Sunday, April 21, 2013

What Good Is Having a Lucky Horesshoe Anyway?



 
April 21, 2013

Today I am 192.6 pounds of rolling thunder.

Author Josh Stern connected with me recently on Twitter. You've got to like a guy whose wit and wisdom is encapsulated in a thought like, "In a scam or be scammed world, the best that can be hoped for is to land on top a little more than hitting rock bottom. But what good is having a lucky horseshoe up your butt when the horse is still attached?"

 All this harkens back to the old notion that sometimes you eat the bear, and sometimes he eats you.

Yesterday for the first time in a long time, I ate the bear.
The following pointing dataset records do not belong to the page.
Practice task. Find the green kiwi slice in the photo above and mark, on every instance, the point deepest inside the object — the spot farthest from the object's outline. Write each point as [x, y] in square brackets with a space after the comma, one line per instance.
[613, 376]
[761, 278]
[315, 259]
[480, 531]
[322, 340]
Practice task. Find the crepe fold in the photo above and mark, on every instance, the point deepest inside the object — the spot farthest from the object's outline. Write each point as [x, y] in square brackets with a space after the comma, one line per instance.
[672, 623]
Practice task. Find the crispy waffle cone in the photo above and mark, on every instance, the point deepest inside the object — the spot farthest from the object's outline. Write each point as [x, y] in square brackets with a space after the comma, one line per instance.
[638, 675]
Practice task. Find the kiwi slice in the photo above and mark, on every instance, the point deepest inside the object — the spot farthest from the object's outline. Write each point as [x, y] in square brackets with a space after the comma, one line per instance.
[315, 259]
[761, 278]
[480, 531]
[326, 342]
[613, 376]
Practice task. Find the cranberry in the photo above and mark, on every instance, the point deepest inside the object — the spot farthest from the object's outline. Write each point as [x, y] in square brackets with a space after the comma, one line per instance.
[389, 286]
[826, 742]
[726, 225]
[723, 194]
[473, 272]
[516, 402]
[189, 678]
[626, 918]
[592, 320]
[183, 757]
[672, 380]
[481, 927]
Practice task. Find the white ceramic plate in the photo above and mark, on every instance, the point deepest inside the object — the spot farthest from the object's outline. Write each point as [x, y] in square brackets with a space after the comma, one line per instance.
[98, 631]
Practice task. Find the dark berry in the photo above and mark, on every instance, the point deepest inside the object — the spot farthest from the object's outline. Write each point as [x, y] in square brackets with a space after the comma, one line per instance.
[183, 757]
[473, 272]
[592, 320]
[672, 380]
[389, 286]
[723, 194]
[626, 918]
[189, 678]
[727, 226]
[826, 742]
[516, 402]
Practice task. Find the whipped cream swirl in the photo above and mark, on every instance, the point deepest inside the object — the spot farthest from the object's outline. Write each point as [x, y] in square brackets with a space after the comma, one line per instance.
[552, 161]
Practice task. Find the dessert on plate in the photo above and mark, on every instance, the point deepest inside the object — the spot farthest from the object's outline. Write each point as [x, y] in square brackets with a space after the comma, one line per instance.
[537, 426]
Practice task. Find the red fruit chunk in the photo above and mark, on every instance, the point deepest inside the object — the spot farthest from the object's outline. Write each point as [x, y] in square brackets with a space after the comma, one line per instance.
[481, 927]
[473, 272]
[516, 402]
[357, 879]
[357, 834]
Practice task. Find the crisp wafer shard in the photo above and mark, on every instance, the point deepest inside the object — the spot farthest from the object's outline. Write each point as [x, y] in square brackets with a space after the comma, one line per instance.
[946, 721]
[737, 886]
I hit the streets and only took one walking break along my 5-mile route -- and even that break was two-thirds of the way up the first big hill.

Yep, I managed -- with the help of some stoplight breaks -- to make it up the steep hill, over numerous short climbs and then up the final big hill that is usually the test of my physical and mental fitness.

 I'd like to be able to say that I push this, pull that or stretch something and then the light turns green, and I am able to run without pause. If that were the case, I could bottle and sell the formula to all of us couch to 5K heroes.

But alas, this is not the case.

For all I know this has as much to do with getting back out on the streets as it does having a lucky horseshoe -- horse optional -- located somewhere in my nether-regions.

What I do know is there is something profoundly satisfying in cresting a hill, regardless of how slight the rise, and being able to flow back down on the other side without feeling a winded tightness in my chest or a stride-breaking fatigue in my legs.

The other thing I know is that I'm going to accept the day's run with graciousness and hope. Sometimes it feels like you'll never make a weight goal, or a distance goal and then you surprise yourself. You have to remember these feeling when you fall back, and they will guide you along the path until your next victory, no matter how large or small.

So hopefully today I can run more like I have a spring in my step than a horseshoe, well, you know where.

And if you see the world's slowest human out on the road, give me a wave. I'll be the one without the horse but ready to eat some bear.